On a national level, there were 34 students per 100,000 population enrolled in U.S. medical schools in the 2014-15 academic year, according to biennial data on the physician workforce from the Association of American Medical Colleges.
However, this distribution looks much different on a state-by-state level. According to the data, most medical students are concentrated in the Northeast and Midwest.
Here are eight more key findings from the report on undergraduate medical education.
- The majority of students (60.8 percent) enrolled in allopathic medical schools in the U.S. were enrolled in public schools, compared to 19 percent of students enrolled in osteopathic medical schools.
- Enrollment in public schools varied across states where such schools exist, from 8.4 per 100,000 population in Massachusetts to 84 per 100,000 in West Virginia.
- Over the last decade the total number of medical students in both allopathic and osteopathic medical schools has increased by a third in the U.S., driven slightly more by allopathic medical school enrollment.
- Only Utah experienced a decrease in enrollment, of 7.7 percent.

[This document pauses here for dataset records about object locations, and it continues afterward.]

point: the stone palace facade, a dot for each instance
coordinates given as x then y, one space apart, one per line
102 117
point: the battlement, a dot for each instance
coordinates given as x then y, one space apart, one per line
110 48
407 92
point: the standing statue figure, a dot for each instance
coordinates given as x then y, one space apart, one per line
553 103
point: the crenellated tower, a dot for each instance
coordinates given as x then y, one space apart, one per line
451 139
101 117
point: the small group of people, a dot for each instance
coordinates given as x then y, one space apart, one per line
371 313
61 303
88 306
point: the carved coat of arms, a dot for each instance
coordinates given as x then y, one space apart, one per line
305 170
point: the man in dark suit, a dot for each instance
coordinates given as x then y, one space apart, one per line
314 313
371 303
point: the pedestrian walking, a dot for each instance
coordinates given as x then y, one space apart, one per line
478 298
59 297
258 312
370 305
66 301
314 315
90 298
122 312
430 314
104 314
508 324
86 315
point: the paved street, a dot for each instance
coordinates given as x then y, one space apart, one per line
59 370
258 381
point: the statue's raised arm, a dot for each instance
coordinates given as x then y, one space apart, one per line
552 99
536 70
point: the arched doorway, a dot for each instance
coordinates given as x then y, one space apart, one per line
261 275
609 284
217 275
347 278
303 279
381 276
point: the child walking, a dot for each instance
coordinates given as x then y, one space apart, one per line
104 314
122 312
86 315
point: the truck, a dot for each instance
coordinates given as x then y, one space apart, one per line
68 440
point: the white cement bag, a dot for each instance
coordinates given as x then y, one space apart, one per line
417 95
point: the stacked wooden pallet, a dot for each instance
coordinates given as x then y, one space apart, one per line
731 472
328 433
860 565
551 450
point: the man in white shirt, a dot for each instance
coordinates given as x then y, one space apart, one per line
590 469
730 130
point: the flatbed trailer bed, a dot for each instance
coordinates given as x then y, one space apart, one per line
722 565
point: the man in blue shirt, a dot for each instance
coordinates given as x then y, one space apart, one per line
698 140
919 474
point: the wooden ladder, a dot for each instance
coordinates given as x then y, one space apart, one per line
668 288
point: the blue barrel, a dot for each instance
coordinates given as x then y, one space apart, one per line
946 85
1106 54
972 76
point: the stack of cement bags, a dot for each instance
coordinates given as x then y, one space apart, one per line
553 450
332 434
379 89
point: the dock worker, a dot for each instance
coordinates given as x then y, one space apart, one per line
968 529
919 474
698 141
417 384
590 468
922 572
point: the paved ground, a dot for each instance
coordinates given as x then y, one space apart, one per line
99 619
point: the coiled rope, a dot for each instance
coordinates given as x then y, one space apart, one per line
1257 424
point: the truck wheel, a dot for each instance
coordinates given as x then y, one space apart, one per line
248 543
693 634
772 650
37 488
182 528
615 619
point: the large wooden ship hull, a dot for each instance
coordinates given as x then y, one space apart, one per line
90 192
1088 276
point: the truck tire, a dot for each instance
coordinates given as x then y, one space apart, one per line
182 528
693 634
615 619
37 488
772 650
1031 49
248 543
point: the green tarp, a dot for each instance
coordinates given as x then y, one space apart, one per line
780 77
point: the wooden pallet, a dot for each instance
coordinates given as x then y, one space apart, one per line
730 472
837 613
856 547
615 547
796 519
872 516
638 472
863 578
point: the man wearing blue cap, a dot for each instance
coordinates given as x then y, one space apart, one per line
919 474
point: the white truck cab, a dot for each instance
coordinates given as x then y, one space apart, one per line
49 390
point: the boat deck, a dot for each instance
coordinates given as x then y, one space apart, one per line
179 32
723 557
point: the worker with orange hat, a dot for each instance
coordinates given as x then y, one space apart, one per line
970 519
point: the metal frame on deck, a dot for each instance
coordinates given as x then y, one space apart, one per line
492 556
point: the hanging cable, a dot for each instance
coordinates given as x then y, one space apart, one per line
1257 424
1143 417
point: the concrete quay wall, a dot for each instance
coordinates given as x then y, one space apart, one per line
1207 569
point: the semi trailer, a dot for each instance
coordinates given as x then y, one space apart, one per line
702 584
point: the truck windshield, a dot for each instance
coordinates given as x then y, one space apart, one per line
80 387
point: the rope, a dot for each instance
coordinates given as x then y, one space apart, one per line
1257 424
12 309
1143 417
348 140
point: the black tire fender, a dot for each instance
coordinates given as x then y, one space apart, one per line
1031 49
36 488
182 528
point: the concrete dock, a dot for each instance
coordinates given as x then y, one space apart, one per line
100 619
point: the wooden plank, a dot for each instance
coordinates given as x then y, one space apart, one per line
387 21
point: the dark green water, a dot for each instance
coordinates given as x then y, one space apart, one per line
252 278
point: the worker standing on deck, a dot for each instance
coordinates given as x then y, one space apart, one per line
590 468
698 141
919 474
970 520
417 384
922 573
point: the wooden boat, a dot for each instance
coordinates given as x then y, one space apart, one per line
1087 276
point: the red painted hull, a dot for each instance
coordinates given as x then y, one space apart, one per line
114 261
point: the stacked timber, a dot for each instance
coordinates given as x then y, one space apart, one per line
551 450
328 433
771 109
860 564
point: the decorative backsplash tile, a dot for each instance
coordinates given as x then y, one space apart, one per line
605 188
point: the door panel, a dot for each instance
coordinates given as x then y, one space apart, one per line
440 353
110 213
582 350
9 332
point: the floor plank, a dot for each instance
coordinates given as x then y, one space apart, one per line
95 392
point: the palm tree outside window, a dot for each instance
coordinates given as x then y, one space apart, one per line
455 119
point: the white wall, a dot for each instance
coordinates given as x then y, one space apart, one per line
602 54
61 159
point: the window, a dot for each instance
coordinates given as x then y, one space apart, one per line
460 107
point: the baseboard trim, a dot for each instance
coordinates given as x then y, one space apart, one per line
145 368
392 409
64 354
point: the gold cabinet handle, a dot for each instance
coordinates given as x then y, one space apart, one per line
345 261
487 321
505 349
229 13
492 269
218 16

- More than half of states (28 and Puerto Rico) increased medical school enrollment by 20 percent or more.
- In the 2014-15 year, 61.6 percent of new students in allopathic medical schools matriculated in their home state, led by Puerto Rico and Louisiana, were more than 90 percent of new medical students matriculated in state.
- New Hampshire was the lowest for in-state matriculation, at a rate of 8.7 percent.
- Alaska, Idaho, Montana and Wyoming do not have medical schools.